In the third chapter of the Book of Habakkuk is the prayer of the prophet of God, a prayer of Habakkuk the prophet:
“O Lord, I have heard Thy speech, and was afraid: O Lord, revive Thy work in the midst of the years, in the midst of the years make it known; in wrath remember mercy.” [Habakkuk 3:2]
This man Habakkuk stood between the two great judgments of God. He stood between the two dates of the destructions of Israel and of Judah. Israel was destroyed in 722 BC [2 Kings 17:7-24], Judah was destroyed in 587 BC [Jeremiah 39:1-10, 52:4-30; 2 Chronicles 36:17-21], and between those dates this prophet stood. One of the judgments of God had already fallen, and the other had been predicted. That is why he says, “O Lord, I have heard Thy speech, and was afraid” [Habakkuk 3:2].
In the midst of that intercession before God – and I sometimes think of ourselves standing in the same kind of a time and place that Habakkuk stood, between the judgment of God upon this world in 1939 and 1944, in our First World War, and the judgment of God that seemingly is coming upon this world in maybe its last great Armageddon – “O Lord, I have heard Thy speech, and was afraid” [Habakkuk 3:2]. It’s an unusual thing that he does.

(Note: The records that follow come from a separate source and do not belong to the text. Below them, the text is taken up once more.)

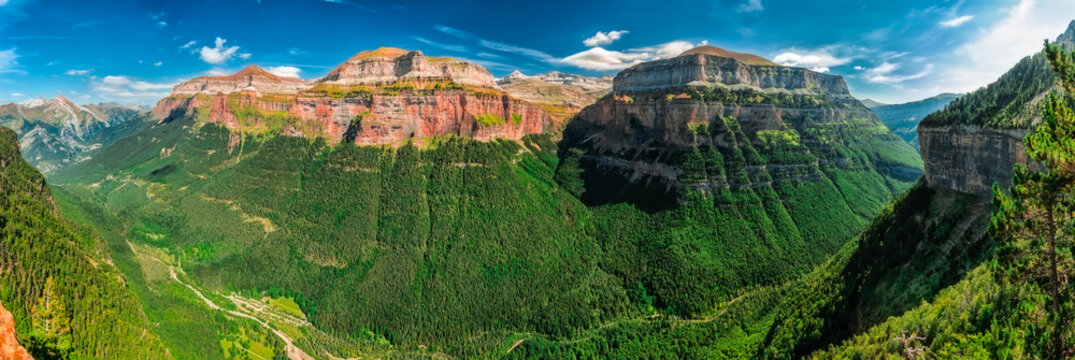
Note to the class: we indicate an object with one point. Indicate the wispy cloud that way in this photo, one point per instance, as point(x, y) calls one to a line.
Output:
point(453, 31)
point(39, 38)
point(956, 22)
point(820, 60)
point(750, 6)
point(84, 25)
point(77, 72)
point(220, 54)
point(517, 49)
point(9, 61)
point(284, 71)
point(126, 89)
point(601, 59)
point(604, 38)
point(885, 73)
point(457, 48)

He doesn’t turn to the military leaders and say, “We must teach war more intricately, and splendidly, and magnificently, and effectively.” Nor does he speak of gathering resources and stockpiling materials in order to face an awful and terrible enemy. Nor does he speak of building academies for the Air Force, and sending young men to the academies in naval warfare, nor to other academies in strategy, in logistics, and in military maneuvering. Nor does he speak of the great tremendous resources of the nation that can be drawn upon in an hour of awful and dire and tragic peril. But the prophet does an unusual thing. As he stands this side of the first great judgment of God and looks upon the prediction of the coming and last judgment of the Lord, he says, “I have heard Thy speech, and was afraid” [Habakkuk 3:2]. Then he turns to the one hope: “O Lord, revive Thy work in the midst of the years, in the midst of the years make it known; in wrath remember mercy” [Habakkuk 3:2]. For revival will save a nation.